I pull out the seat beside her and sit. "Emma—"

"I'm not asking you to tell me anything. I'm just saying—" She meets my eyes. "Whatever's happening, you're not alone. And you're not as good a liar as you think."

My throat closes. I shouldn’t have sat next to Emma, she was always too observant.

I accept a glass of water from Alessandro, and suddenly I'm fifteen again, before the massacre, before Mikhail, before I became someone who lies to the only people who matter. Maria bustles in with platters that smell like childhood: her famous ragù, fresh bread still steaming, the lemon-caper pasta she only makes for celebrations.

"Too skinny!" she declares, piling food on my plate. "What they feed you over there? Air? Men don't know nothing about feeding people."

If only she knew how Alexei feeds me, by hand sometimes, watching my mouth take each bite like it's foreplay, making me wet just from the attention. This afternoon he'd fed me strawberries in bed, juice running down my chin, then licked it off until I was gasping his name.

"The food is fine, Maria," I say, forcing myself to eat despite my churning stomach.

"Bah. Fine is not good enough. You need proper food. Soul food." She pinches my cheek like I'm still five. "I make you tiramisu for dessert. Your favorite."

The normalcy of it all makes me want to scream. Here's my family, whole and warm and worried about me, while I sit here knowing I deleted intelligence that could improve their lives, strengthen our hold over the city. Knowing I chose their enemy over them.

God, I hope I find the strength to stay here, to let that midnight deadline come and go, and then settle back into my own life.

"So," Marco says once everyone's served, his voice carrying that particular gravity that signals the shift from family to business. "Tell us about the compound."

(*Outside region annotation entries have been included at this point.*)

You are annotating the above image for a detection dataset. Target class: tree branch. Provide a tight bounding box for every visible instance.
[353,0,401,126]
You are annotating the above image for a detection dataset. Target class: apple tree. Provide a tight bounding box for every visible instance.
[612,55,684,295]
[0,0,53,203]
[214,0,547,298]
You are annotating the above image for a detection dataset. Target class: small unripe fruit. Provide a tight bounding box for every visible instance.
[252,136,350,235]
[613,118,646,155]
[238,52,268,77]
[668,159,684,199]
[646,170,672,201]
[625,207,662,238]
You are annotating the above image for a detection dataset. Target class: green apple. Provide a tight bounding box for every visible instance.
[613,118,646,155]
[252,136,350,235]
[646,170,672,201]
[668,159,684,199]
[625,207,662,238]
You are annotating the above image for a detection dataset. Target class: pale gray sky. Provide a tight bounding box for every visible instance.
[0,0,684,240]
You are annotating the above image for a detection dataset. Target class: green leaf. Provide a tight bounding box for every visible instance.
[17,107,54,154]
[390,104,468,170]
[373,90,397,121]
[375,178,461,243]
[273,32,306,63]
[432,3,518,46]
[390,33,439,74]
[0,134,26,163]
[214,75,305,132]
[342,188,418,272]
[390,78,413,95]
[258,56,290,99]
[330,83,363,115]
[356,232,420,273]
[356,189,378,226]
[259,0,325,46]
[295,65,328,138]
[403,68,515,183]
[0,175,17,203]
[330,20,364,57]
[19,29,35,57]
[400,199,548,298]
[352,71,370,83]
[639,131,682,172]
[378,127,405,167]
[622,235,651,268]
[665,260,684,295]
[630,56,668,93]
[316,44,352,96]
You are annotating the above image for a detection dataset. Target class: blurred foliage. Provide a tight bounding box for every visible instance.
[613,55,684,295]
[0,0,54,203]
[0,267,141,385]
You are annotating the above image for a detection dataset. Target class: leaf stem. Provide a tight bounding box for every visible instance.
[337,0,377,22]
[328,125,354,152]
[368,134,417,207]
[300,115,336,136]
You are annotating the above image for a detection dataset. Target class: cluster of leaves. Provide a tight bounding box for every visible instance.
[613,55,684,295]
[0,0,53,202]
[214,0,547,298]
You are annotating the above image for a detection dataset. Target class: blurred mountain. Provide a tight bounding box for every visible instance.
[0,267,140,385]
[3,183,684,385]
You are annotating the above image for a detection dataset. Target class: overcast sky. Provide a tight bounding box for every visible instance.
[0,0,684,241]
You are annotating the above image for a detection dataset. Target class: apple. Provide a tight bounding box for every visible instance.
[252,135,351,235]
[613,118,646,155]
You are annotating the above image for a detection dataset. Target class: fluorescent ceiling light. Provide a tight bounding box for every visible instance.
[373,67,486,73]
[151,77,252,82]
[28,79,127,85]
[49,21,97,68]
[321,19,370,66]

The table quiets, even baby Antonia seeming to sense the change. All eyes turn to me: my brothers who trust me, their wives who welcomed me, this family I'm about to betray with every word.

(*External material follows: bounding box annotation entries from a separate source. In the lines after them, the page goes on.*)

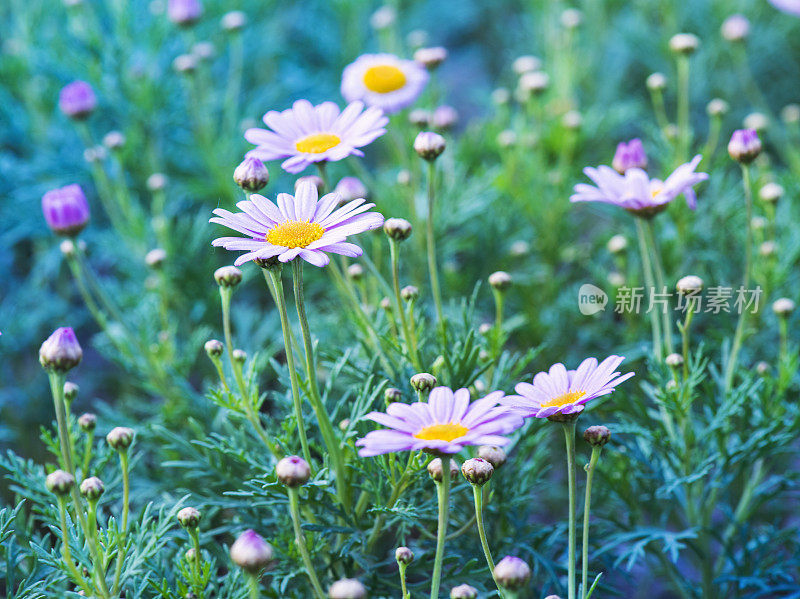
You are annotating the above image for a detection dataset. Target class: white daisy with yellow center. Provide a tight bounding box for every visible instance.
[342,54,428,114]
[244,100,389,173]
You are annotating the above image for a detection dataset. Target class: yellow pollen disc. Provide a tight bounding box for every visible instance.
[414,422,469,442]
[294,133,342,154]
[542,391,586,408]
[266,220,325,248]
[364,65,406,94]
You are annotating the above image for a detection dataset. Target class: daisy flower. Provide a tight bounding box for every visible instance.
[209,181,383,266]
[244,100,389,173]
[356,387,522,457]
[342,54,428,114]
[500,356,633,418]
[569,155,708,217]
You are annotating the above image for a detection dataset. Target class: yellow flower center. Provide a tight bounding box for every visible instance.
[294,133,342,154]
[414,422,469,442]
[364,65,406,94]
[266,220,325,248]
[542,391,586,408]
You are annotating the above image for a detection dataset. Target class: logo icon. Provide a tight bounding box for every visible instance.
[578,283,608,316]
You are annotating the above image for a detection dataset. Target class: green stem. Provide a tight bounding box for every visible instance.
[562,420,576,599]
[431,472,450,599]
[472,485,505,597]
[113,449,131,596]
[288,487,325,599]
[635,217,663,362]
[264,269,313,468]
[725,164,753,391]
[292,258,352,514]
[426,161,447,352]
[581,445,603,599]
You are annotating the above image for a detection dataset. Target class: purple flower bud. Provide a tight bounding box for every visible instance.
[39,327,83,372]
[58,81,97,119]
[42,183,89,237]
[167,0,203,25]
[231,529,272,574]
[611,138,647,175]
[728,129,761,164]
[334,177,369,202]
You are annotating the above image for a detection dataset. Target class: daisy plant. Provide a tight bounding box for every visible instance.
[500,355,634,599]
[570,151,708,361]
[210,181,383,511]
[356,387,523,599]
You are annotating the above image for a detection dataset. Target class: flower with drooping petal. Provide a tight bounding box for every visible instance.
[342,54,429,114]
[569,155,708,217]
[356,387,522,457]
[500,356,634,418]
[244,100,389,173]
[210,181,383,266]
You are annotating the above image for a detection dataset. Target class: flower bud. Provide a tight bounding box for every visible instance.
[144,248,167,269]
[772,297,795,318]
[706,98,731,117]
[758,182,784,204]
[167,0,203,27]
[611,138,647,175]
[328,578,367,599]
[42,184,89,237]
[411,372,436,392]
[205,339,225,360]
[103,131,125,150]
[583,425,611,447]
[428,458,458,483]
[450,584,478,599]
[58,81,97,120]
[394,547,414,565]
[275,455,311,487]
[511,55,542,75]
[720,14,750,42]
[489,270,513,291]
[646,73,667,92]
[233,156,269,192]
[383,387,403,403]
[669,33,700,56]
[78,412,97,433]
[44,470,75,497]
[461,458,494,487]
[383,218,411,241]
[178,507,201,529]
[39,327,83,372]
[106,426,135,451]
[494,555,531,591]
[146,173,167,191]
[81,476,106,501]
[231,529,273,575]
[414,131,447,162]
[347,264,364,281]
[219,10,247,31]
[294,175,325,194]
[334,177,369,202]
[64,381,80,403]
[675,275,703,295]
[414,46,447,71]
[214,266,242,287]
[431,104,458,131]
[478,445,507,470]
[400,285,419,302]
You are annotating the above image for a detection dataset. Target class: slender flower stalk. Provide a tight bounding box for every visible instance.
[725,163,753,391]
[287,487,325,599]
[431,468,450,599]
[292,260,352,513]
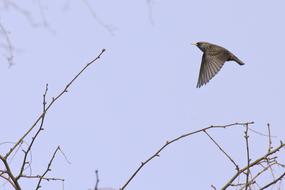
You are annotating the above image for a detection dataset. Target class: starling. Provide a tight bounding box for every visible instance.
[193,42,244,88]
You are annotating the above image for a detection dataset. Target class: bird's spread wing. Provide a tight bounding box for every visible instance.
[197,52,228,88]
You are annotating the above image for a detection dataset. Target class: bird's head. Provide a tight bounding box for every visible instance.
[192,42,210,52]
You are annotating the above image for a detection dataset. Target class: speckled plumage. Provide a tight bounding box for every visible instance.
[194,42,244,88]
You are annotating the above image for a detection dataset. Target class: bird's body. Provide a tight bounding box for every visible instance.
[194,42,244,88]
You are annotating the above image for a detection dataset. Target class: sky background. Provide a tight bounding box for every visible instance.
[0,0,285,190]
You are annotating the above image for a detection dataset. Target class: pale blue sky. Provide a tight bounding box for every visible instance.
[0,0,285,190]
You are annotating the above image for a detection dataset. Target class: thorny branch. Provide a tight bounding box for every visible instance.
[120,122,285,190]
[120,122,254,190]
[0,49,105,190]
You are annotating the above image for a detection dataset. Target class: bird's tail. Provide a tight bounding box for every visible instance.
[232,56,244,65]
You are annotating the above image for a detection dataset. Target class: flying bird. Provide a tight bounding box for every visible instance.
[193,42,244,88]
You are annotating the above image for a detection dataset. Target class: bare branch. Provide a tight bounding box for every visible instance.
[4,49,105,159]
[244,125,250,190]
[94,170,100,190]
[36,146,60,190]
[204,130,239,170]
[221,142,285,190]
[260,172,285,190]
[120,122,254,190]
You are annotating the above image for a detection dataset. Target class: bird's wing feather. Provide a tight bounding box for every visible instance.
[197,52,228,88]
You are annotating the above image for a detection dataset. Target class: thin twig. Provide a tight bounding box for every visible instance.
[94,170,100,190]
[244,125,250,190]
[36,146,60,190]
[4,49,105,159]
[260,172,285,190]
[16,84,48,180]
[204,130,239,171]
[120,122,254,190]
[221,142,285,190]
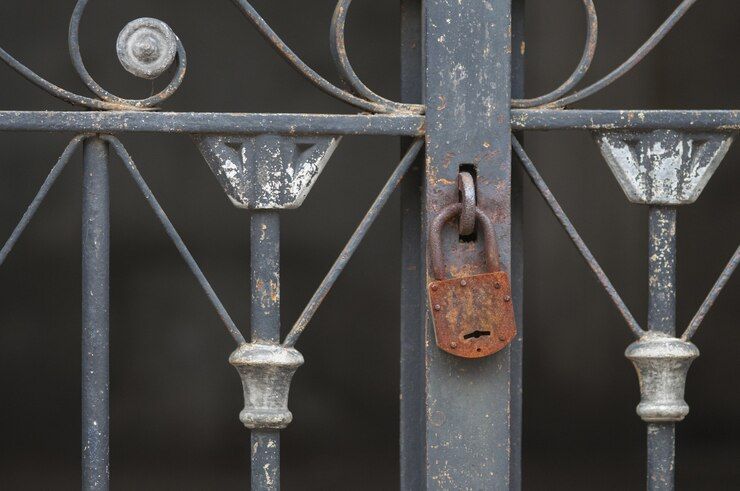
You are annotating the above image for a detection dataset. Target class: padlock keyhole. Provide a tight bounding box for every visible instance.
[463,331,491,339]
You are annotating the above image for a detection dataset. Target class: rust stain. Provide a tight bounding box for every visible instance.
[429,271,516,358]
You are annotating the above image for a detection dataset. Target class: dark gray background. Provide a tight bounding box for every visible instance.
[0,0,740,489]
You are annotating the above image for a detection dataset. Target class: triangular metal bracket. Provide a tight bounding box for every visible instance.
[594,130,735,205]
[194,135,341,210]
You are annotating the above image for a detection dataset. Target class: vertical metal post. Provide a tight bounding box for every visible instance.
[509,0,525,491]
[82,138,110,490]
[417,0,511,490]
[250,210,280,491]
[647,206,676,491]
[400,0,425,490]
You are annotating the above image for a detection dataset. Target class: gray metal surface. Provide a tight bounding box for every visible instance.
[250,210,282,491]
[594,130,734,205]
[195,135,340,210]
[647,206,685,491]
[0,0,740,490]
[82,138,110,490]
[399,0,426,490]
[419,0,511,489]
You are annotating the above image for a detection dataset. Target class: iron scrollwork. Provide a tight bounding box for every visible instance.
[0,0,740,490]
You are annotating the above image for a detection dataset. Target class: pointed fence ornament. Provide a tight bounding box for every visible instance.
[594,130,735,205]
[194,135,341,210]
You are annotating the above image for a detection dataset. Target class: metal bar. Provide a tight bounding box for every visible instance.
[102,136,246,344]
[417,0,511,484]
[647,206,676,491]
[399,0,426,491]
[512,138,645,338]
[0,111,424,136]
[0,109,740,136]
[250,210,280,491]
[283,139,424,348]
[509,0,526,491]
[511,109,740,131]
[82,138,110,490]
[681,247,740,341]
[0,135,85,266]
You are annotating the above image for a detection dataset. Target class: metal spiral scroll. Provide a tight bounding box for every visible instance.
[0,0,187,111]
[232,0,424,114]
[511,0,697,108]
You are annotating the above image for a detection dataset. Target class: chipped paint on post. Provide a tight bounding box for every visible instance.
[194,135,341,210]
[594,130,734,205]
[419,0,508,490]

I recite what I've prepared, accurate enough to be believable, vague enough to be useless. Guard rotations that Alexei has already changed. Security protocols he updated the moment I left. I give them the bones while keeping the meat for myself, for him.

"The compound is a fortress," I say, cutting my pasta mechanically. "Three levels of security. Electronic locks on everything."

"Weak points?" Nico asks, but his eyes are on my hands, watching how they tremble slightly around my fork.

"The east side has older cameras. Slight delay in the coverage." A truth that will be false by tomorrow; Alexei mentioned upgrading them this week.

"And Volkov himself?" Marco's voice stays neutral but his eyes are sharp. "His state of mind?"